As for used book stores, I have wonderful childhood memories of them, going with my dad before he died so young (as was I). And I still have those happy feelings when I go to one now, sometimes because I find the book I’m looking for and other times for the unexpected surprises I come across. Otherwise, I order online (used paper, of course) and I get those nice “”surprises”” in the mail, something other than too many ads. And as it turns out, used paper is environmentally friendly too.
Funny enough, I never set out on purpose to be an environmentalist back then, but in these “”climate change”” days, I’ve already been “”up two”” for a long time before I even knew it. :)
I’ll add, Eliza, that since I have been a vegetarian since high school I have also experienced irritating meat eaters too, of the same variety. “”Don’t you want this hamburger?”” (waving it in my face). Um, no! And my beloved Marine guy is not above a “”Hey baby, are you SURE you don’t want some steak?”” He knows that I really don’t, and it doesn’t bother me in the slightest to be around other people who eat differently. I do feel like vegetarianism is a lot more common than it was when I first became one and that people in general are more tolerant of eating differences. But put in context, the subversive seventies vegetarians probably had to deal with a lot more harassment than I ever did, which may well account for their militance.

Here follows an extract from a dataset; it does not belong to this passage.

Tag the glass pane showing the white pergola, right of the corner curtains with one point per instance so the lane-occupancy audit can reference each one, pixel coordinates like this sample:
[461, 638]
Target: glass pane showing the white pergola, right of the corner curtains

I think it’s fine not to enjoy militant writing styles if that’s your personal preference or others here. That is a perfectly valid subject for debate. I don’t know how I would feel about the subversive style of the cookbook just based on your short description and so I can’t really comment on that. My question with the blog is that you called the author an “”asshole”” following by a suggestion that others probably punched him in the face once a week. Isn’t it better to argue against writing and words and ideas rather than attack a person? Your blog sets the tone for the subsequent conversation. I applaud Dabney’s mission for respect, but it needs to be encompassing to all here. My wish is that ideas would be debated but negative references to other people end.
Incredibly well said, Blackjack. No one could have said it better than you just did.
“”…the subversive seventies vegetarians probably had to deal with a lot more harassment than I ever did, which may well account for their militance.””
No, what was happening in the 70s had more to do with the war and pervasive war language everywhere, counterculture groups and general upheaval residuals from the 1960s. And, oh lordy, Nixon’s spying, stonewalling and resignation. I haven’t seen that book, as I said, but “”subversive”” was the kind of word one heard back then on a regular basis–among many others– and my take on the title sounds like the language that one heard all of the time back then, reflecting the time’s mood and atmosphere.
So whether there are more vegans or vegetarians now than then isn’t the issue. The issue is that book came from the 1970s. As you said. As for was it worse back then? No, not in my opinion. People back then were saying “”you sure you don’t want some of this delicious steak”” just as they are now, as you also pointed out. The only difference both back then and now is if someone thinks they are being “”cute”” or “”original”” vs. someone being more antagonistic.
Huzzah for the Captain’s Lady, and not cooking with suet (which is great for birds, but sounds revolting for humans), and used book stores. My youngest and I do frequent our local Half Price Books, where I have bought more out of print needlepoint books than I will ever be able to use in this lifetime, and where she finds old comics.